DIPHALLIA – CO DWIE GŁÓWKI, TO NIE JEDNA?

DIPHALLIA – CO DWIE GŁÓWKI, TO NIE JEDNA?

Fot. Menmagazine

U samców niektórych gadów – zwłaszcza jaszczurek i węży – możemy spotkać parzysty narząd kopulacyjny, zwany półprąciem (hemipenes).

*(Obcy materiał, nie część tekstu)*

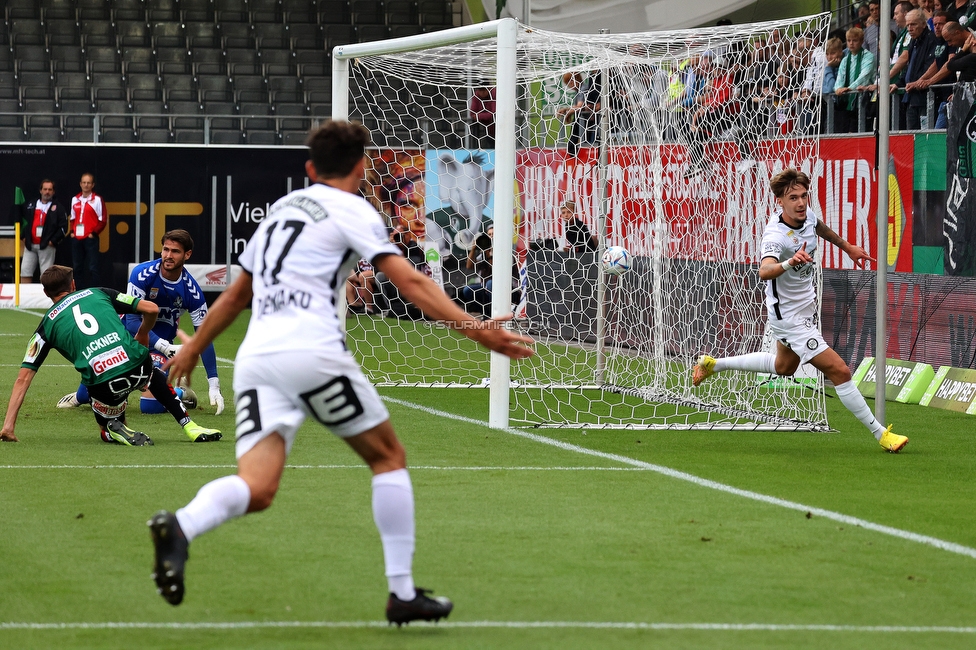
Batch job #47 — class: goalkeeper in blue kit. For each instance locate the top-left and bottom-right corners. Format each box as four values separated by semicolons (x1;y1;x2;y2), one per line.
0;266;221;440
58;230;224;415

Podwójny penis u gadów może nie dziwić tak bardzo, wszak matka natura potrafi zaskoczyć. Sytuacja staje się o wiele bardziej interesująca, kiedy ta przypadłość zaczyna dotyczyć człowieka.

Diphallia jest ekstremalnie rzadką dolegliwością. Podwójnego penisa posiada około 1 na 5,5 mln mężczyzn (jednak w dalszym ciągu mamy ponad dwukrotnie większe szanse urodzić się z tą chorobą, niż trafić szóstkę w totka). Tak jak prawdopodobieństwo narodzin z tą przypadłością jest faktycznie niewielkie, tak szanse, aby odnaleźć kogoś, kto faktycznie posiada podwójnego penisa, są jeszcze mniejsze. Osobom cierpiącym na diphallię towarzyszy zazwyczaj szereg bardzo szkodliwych zmian w organiźmie, jak np. zduplikowane organy lub rozszczep kręgosłupa. W niektórych przypadkach zmiany są na tyle poważne, że powstałe defekty są nie do wyleczenia.